Comments on books I am reading/listening to

Precious Bane

Posted by nliakos on December 4, 2011

by Mary Webb (1924)

I finally bought myself an e-reader (a Nook) last week, and the first book I downloaded (for the whopping price of $0.99) was Precious Bane.  I had already listened to the audiobook twice; it was one of those books I discovered on the audiobook shelves of the Quince Orchard Library here in Montgomery County MD.  (I found it pretty discouraging to look for a particular audiobook; much better to browse the shelves and just pick something that looked good.)  I loved the book the first time I heard it. Then I borrowed it again and enjoyed it just as much the second time. So it looked like a good first download for the Nook.

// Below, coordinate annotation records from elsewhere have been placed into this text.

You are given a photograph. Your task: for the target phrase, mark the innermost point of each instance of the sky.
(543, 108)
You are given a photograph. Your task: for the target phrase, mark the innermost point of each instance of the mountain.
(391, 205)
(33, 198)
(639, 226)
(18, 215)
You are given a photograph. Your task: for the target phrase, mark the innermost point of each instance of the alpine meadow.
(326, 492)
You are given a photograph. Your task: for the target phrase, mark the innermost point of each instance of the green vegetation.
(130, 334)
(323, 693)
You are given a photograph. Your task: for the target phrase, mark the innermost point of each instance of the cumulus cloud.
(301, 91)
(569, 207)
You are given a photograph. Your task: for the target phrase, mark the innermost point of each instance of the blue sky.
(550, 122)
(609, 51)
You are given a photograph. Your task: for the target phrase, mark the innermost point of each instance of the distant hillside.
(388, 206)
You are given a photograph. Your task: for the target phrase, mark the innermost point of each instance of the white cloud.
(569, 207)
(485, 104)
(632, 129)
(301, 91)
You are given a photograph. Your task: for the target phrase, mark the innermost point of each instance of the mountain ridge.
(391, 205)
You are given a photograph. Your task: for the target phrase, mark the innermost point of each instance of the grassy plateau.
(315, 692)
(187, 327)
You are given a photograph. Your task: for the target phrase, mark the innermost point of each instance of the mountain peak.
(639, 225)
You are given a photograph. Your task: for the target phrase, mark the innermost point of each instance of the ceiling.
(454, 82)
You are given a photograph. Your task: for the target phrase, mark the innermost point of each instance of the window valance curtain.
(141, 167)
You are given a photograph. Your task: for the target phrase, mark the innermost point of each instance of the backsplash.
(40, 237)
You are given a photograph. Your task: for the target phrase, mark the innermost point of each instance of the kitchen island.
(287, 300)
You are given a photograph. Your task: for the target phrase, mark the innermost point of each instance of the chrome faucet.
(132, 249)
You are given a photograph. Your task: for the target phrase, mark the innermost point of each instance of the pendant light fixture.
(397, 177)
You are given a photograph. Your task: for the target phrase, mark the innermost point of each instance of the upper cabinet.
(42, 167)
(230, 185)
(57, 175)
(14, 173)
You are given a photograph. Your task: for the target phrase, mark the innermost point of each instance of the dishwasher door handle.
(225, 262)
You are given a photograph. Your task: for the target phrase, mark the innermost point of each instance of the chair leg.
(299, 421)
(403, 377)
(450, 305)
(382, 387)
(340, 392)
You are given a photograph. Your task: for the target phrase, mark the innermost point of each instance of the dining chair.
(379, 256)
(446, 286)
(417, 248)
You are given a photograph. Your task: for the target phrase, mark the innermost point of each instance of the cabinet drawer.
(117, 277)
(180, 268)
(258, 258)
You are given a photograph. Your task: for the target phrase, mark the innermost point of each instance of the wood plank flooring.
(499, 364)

Precious Bane is the first-person narrative of Prudence (Prue) Sarn of Sarn, in Shropshire, around the turn of the 19th century. Prue has a harelip, and it dictates much about her life, such as how others relate to her (many suspecting her to be a witch) and what her future holds (no marriage). Prue is one of those heroines you can’t help but like because she is so good and at the same time, so real.

The book is written in Shropshire dialect, so a reader must guess at a lot of the meanings of words in context (a mere is a pond or lake; hiver-hover is apparently something like dilly-dally; etc.) and recognize different spellings and pronunciations of other words (wrostle for wrestle, summat for something, munna for mustn’t, etc.). I never did figure out what leasing meant in the context I found it here. But no matter. The dialect is just one of the charms of the story of Prue Sarn. The reader will consider the situation of people with disabilities (perhaps that is the wrong word for Prue’s harelip, which doesn’t seem to impede her eating, drinking, or speaking, and certainly not working; but it was certainly a social handicap for her), the “sport” of bull-baiting, the daily lives of people  and animals living in rural Shropshire at that time, relationships between the local gentry and the farmers and between men and women.  The description of the grain harvest (“love-carriage”) is so vivid that you feel as if you were right there, participating in the work and the festivities. The characters are varied and real: not only Prue, but her mother and her brother Gideon, driven by his desire for wealth and position; beautiful Jancis Beguildy and her father, the would-be wizard; simple Tivvy, the Sexton’s daughter; the horrible Mister Grimble and Mister Huglet; the courageous, kind and handsome weaver, Kester Woodseaves.

Even on the third read, it was hard to put the book down. It has everything you could ask for in a novel: joy, grief, crime, courage,  hate, and love. I’m trying not to spoil it for anyone who hasn’t read it yet, so I won’t be more specific than that. Suffice it to say that it has become one of my favorite books.